In the foregoing specification, the invention has been described with reference to specific exemplary embodiments thereof. It will, however, be evident that various modifications and changes may be made thereto without departing from the broader spirit and scope of the invention as set forth in the appended claims. The specification and drawings are, accordingly, to be regarded in an illustrative rather than a restrictive sense.

Claims

1. A knowledge management system, comprising:

a data recognition engine to define metadata to be extracted from a plurality of data sources;

a data collection engine coupled to the data recognition engine to detect and extract the metadata from the plurality of data sources;

a data analysis engine coupled to the data recognition and data collection engines to link metadata collected from the data collection engine; and

a search engine coupled to the data analysis engine to receive output from the data analysis engine.

2. The system of claim 1, wherein the data recognition engine to receive user input to define the metadata to be extracted.

3. The system of claim 1, wherein the user input to provide rules by which the data collection engine operates.

4. The system of claim 1, wherein the user input to provide data collection rules by which the data collection engine operates.

5. The system of claim 1, wherein the data collection engine comprises one or more data collection agents to detect and extract the metadata from the data source.

6. The system of claim 5, wherein the one or more data collection agents to detect and extract the metadata from the data source in accordance with data collection rules.

7. The system of claim 6, wherein the one or more data collection agents is to provide data collection for a particular data source or type of data source.

8. The system of claim 7, wherein the data analysis engine to link metadata collected from the data collection engine in accordance with data analysis rules.

9. The system of claim 8, wherein the search engine to receive output from the data analysis engine based on input received by the data analysis engine.

10. An article of manufacture including program code, which, when executed by a machine, causes the machine to perform a method, comprising:

defining metadata to be extracted from a plurality of data sources;

detecting and extracting the metadata from the plurality of data sources;

linking the extracted metadata;

querying the linked extracted metadata; and

providing data to which the metadata relates in response to the querying.

11. The article of manufacture of claim 10, wherein the program code causes the machine to perform the method, further comprising receiving user input to define the metadata to be extracted.

12. The article of manufacture of claim 10, wherein the user input to provide rules by which to detect and extract data

13. The article of manufacture of claim 10, wherein the user input to provide data collection rules by which the data collection engine operates.

14. The article of manufacture of claim 10, wherein the program code causes the machine to perform the method, further comprising detecting and extracting the metadata from the data source.

15. The article of manufacture of claim 14, wherein the program code causes the machine to perform the method, further comprising detecting and extracting the metadata from a data source in accordance with data collection rules.
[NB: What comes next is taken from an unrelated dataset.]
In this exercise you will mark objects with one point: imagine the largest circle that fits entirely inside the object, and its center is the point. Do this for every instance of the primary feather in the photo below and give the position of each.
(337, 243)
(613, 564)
16. The article of manufacture of claim 15, the program code causes the machine to perform the method, further comprising providing data collection for a particular data source or type of data source.

17. The article of manufacture of claim 16, wherein the program code causes the machine to perform the method, further comprising linking metadata collected in accordance with data analysis rules.

18. The article of manufacture of claim 17, wherein the program code causes the machine to perform the method, further comprising to receive output from the data analysis engine based on input received by the data analysis engine.